Signed copies of the Blackbirds Dance collection, endorsed by James Moore, Patricia Kirkpatrick and Dawn Potter, are available from the poet. She posts new work below and is available for mentorship and virtual readings via Skype.

She is happy to critique ms. of poetry, fiction and memoir for a small fee.
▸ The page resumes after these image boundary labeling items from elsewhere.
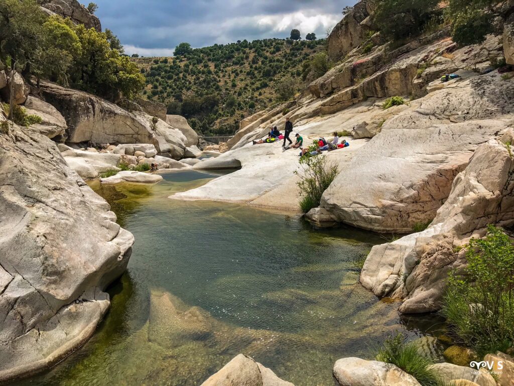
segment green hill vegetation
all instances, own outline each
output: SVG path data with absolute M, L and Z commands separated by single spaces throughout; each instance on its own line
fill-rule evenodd
M 232 135 L 242 118 L 303 89 L 304 62 L 316 54 L 327 62 L 325 43 L 271 39 L 194 49 L 181 43 L 174 57 L 132 60 L 146 77 L 146 98 L 204 135 Z

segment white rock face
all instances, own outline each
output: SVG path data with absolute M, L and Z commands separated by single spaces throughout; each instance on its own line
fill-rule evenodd
M 394 364 L 359 358 L 336 362 L 334 377 L 338 386 L 420 386 L 414 377 Z
M 243 354 L 235 357 L 201 386 L 294 386 Z
M 48 138 L 0 134 L 0 381 L 48 368 L 94 332 L 134 242 L 109 209 Z
M 41 125 L 33 125 L 41 134 L 48 138 L 65 135 L 67 127 L 66 119 L 51 104 L 29 95 L 24 107 L 27 114 L 37 115 L 43 119 Z
M 187 119 L 180 115 L 167 115 L 166 123 L 174 129 L 180 130 L 186 136 L 187 146 L 191 147 L 198 145 L 198 134 L 188 123 Z
M 141 171 L 124 170 L 114 176 L 100 179 L 102 184 L 118 184 L 120 182 L 138 182 L 143 184 L 155 184 L 162 181 L 162 176 L 143 173 Z
M 405 299 L 403 313 L 438 309 L 449 271 L 465 266 L 465 250 L 455 247 L 484 236 L 488 224 L 514 223 L 514 148 L 509 152 L 504 144 L 512 136 L 510 129 L 476 149 L 427 230 L 374 247 L 361 273 L 362 285 L 378 296 Z
M 179 160 L 186 137 L 161 119 L 140 111 L 129 112 L 91 94 L 43 82 L 46 101 L 62 114 L 68 126 L 67 141 L 96 144 L 150 144 L 157 153 Z
M 28 84 L 25 82 L 23 77 L 19 73 L 15 73 L 13 82 L 14 84 L 12 85 L 13 102 L 15 104 L 21 104 L 27 100 L 27 97 L 29 95 L 30 89 Z M 7 84 L 0 91 L 2 98 L 8 102 L 11 95 L 11 83 L 10 75 L 8 75 Z
M 431 221 L 476 147 L 513 119 L 513 98 L 514 88 L 494 72 L 412 102 L 358 152 L 321 206 L 378 232 L 407 233 Z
Thursday, December 30, 2010

Poem for December 29-- Challenge....

All of you have me addicted to these challenges...  as it turned out I liked Robert Lee Brewer's at Writer's Digest Today-- to write a "last chance" poem-- what a great idea!  It would be great to brainstorm from that prompt and then dig in but I had just come from a pathology lab and so.....




Speci-Mental

Perhaps it was my last chance
To be civil, handing my labor of necessity
The materia dolorosa produced by my body
Sequestered with a small wooden paddle
Into a sterile cup at midnight
And guarded with my life down the snow-pack
To the blond tech preening in her purse
Thinking about going down on her boyfriend
On their lunch break.
.
Perhaps I had over-lipsticked my mouth
So that when I said “God damn it”
Tripping on the way in to the place
Those words hit the air like a velvet red
Smoke ring
From the mouth of a Greta Garbo
Making all of the phlebotomists nervous
So that they missed a vein or two.

This might be my last chance
To tell you, sweeties
How much I hated to trek home
With that chemistry set you gave me
A spoonful of poo here a spoonful there
Shake to an emulsion for the leukoctyes,
The clostridium and wait
And cogitate
And think not of my over the top white count,
The versions of leukemia I could have
But make the white snow-falling day
Count: read, write, sing.

Barbarella the Tech
purses her pink little mouth at me
And whips out the clear plastic cup
Into which in that one-eyed imagined
Clarity of having lurched to the loo
In the dark, I have carefully placed
a dollop of my offal

And says
You did it wrong; it doesn’t
Conform to the cup.
They’ll just throw it out.

I button my red lips and look out at the snow.
Half-formed epithets escaping
from my throat like steam
From a semi veering down an ice-packed
Mountain road.
And you didn’t tell me to hold off
On the Immodium so that I could bring you
Something that conforms not to itself
But its container?

I lean forward, looking at those long blond
Oh-so-like everyone else's locks.
I came out in a walker in the snow
To bring you what you asked for.
This is your last chance to tell me
That you will put what I brought you
Under a microscope and identify
What’s camped out in it.  Your very last chance
Before, as a charter nonconformist
Who’s lived in this dive for fifty years
I  deposit a new specimen here, on the rug
That is a map of Africa spilling over its borders
Out into the Universe.

Copyright Jenne' R. Andrews 2010
All Rights Reserved

2 comments:

Anonymous said...

Oh my word, Jenne, this is a hoot, especially the ending, lol. ~p

Maureen said...

Noone who follows Robert and takes up this prompt could possibly compete with this... on any level. You certainly have the "last word".